С этими словами он подвинулся, чтобы пропустить Тоути к книге.
– 22 мая 1809 года, – прочел Тоути вслух. – Конфирмована четырнадцати лет от роду, вместе с… – он сделал паузу, мысленно подсчитал, – с пятью другими детьми. Но ведь ей тогда должно было сравняться тринадцать!
– Что там еще? – Священник, который все это время поглядывал в окно, обернулся к Тоути.
– Здесь написано «четырнадцати лет от роду», но в мае Агнес должно было исполниться только тринадцать.
Священник пожал плечами:
– Тринадцать, четырнадцать – какая, собственно, разница?
Тоути покачал головой:
– Никакой, разумеется. А здесь что написано?
Преподобный Пьетур наклонился над книгой, обдав Тоути своим дыханием. От него пахло рыбой и бренвином.
– Дай-ка глянуть… Ага, трое из этих детей – Гримур, Свейнбьёрн и Агнес – выучили весь катехизис. Дальше следуют обычные для такого случая комментарии.
– Агнес хорошо проявила себя?
– Здесь сказано, что она обладала «недюжинным умом, а также глубокими познаниями и пониманием христианства». Жаль, что впоследствии она перестала следовать его заветам.
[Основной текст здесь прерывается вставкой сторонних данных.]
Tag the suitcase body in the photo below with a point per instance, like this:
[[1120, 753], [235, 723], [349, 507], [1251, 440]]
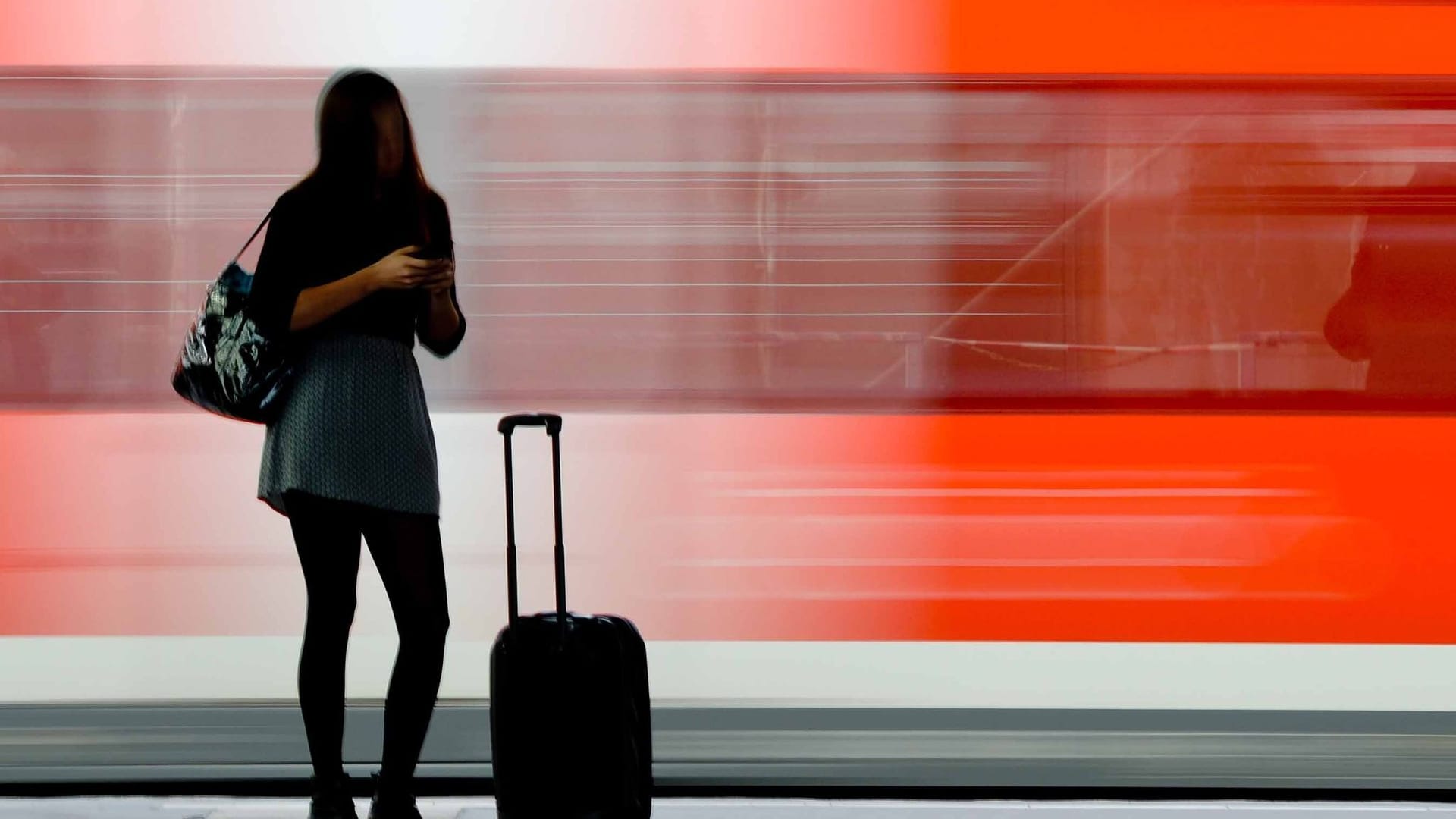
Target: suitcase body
[[570, 706]]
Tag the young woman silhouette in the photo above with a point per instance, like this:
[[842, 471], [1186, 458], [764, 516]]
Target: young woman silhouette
[[357, 264]]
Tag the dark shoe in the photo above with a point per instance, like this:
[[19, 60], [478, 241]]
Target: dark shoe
[[392, 802], [332, 799]]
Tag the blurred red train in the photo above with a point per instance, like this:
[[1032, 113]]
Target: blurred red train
[[937, 430]]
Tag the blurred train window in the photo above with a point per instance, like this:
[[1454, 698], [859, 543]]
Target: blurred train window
[[739, 242]]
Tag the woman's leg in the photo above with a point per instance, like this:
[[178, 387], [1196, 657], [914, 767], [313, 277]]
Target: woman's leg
[[408, 554], [327, 535]]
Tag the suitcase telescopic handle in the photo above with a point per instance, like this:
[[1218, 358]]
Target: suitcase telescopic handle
[[552, 425]]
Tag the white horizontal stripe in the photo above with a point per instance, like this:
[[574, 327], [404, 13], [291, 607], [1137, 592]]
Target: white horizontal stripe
[[832, 673]]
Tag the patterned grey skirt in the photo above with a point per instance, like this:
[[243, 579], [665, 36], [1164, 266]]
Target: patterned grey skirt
[[354, 428]]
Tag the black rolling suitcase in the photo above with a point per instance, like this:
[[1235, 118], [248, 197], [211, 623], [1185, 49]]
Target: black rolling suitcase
[[570, 723]]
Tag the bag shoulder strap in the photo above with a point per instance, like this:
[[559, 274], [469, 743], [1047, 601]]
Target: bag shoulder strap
[[256, 231]]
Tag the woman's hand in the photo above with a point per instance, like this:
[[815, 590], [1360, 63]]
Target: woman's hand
[[403, 271]]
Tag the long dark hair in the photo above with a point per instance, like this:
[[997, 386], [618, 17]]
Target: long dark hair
[[348, 148]]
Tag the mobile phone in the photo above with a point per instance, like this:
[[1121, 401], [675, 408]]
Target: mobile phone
[[436, 249]]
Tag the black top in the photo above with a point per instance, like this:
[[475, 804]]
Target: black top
[[315, 238]]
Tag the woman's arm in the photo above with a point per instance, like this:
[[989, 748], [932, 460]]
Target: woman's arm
[[319, 303]]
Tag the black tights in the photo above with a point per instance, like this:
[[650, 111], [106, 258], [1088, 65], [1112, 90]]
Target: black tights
[[406, 551]]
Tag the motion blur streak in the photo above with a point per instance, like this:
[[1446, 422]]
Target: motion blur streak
[[1041, 385]]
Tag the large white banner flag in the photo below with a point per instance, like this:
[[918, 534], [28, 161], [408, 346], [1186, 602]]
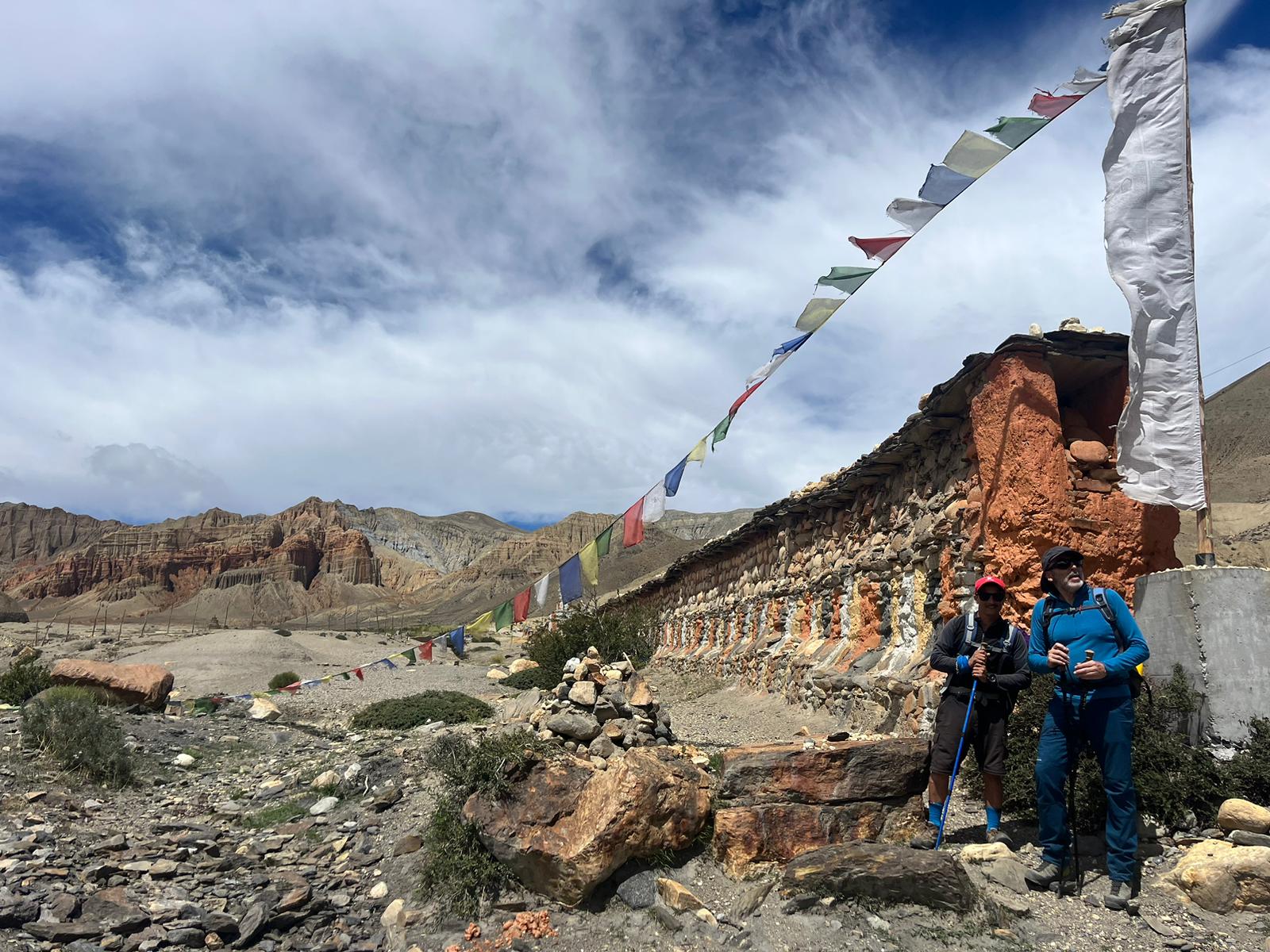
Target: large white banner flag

Тоути пропустил эту реплику мимо ушей.
– «Недюжинным умом…» – пробормотал он.
– Да, так там и написано. Ну что ж, преподобный Торвардур, желаешь ли ты, чтобы мы и дальше торчали в этом промозглом холоде, изучая чужие родословные, или же вернемся к хорошенькой женушке Хаукура за сытным завтраком и порцией кофе – ежели, конечно, у них кофе найдется?
* * *
– Преподобный Тоути!
Маргрьет открыла, едва молодой священник бойко постучал в дверь.
– Как это мило, что вы к нам заглянули. Мы уж думали, что вы вернулись на юг. Входите.
Маргрьет закашлялась, распахнув дверь шире, и Тоути увидал, что она держит, прижимая к бедру, увесистый мешок.
– Позволь, я помогу, – сказал он.
– Не утруждайтесь, преподобный, не утруждайтесь, – прохрипела Маргрьет, жестом маня его вслед за собой по коридору. – Я и сама прекрасно справляюсь. Наши работники вернулись из Рейкьявика. – Она обернулась к Тоути и одарила его слабой улыбкой.
– Понимаю, – отозвался он. – От купцов.
Маргрьет кивнула.
– Вполне недурно закупились. Мука без жучка, не то что в прошлом году. А еще они привезли соль и сахар.
– Рад это слышать.
– Кофе хотите?
– У вас есть кофе? – изумился Тоути.
– Мы продали всю шерсть и немного вяленого мяса. Йоун сейчас косы правит перед страдой. Так выпьете кофейку?
Она ввела Тоути в бадстову и отдернула занавеску, приглашая его пройти в гостиную.
– Подождите тут, – распорядилась она и вышла, тяжело ковыляя и все так же прижимая мешок к бедру.
Тоути присел на стул и принялся водить пальцами по шершавой столешнице. Он услышал, как в кухне бурно закашлялась Маргрьет.
– Преподобный Тоути? – вполголоса окликнули из-за занавески.
Тоути вскочил и проворно отдернул занавеску. Агнес заглянула в гостиную и приветственно кивнула ему.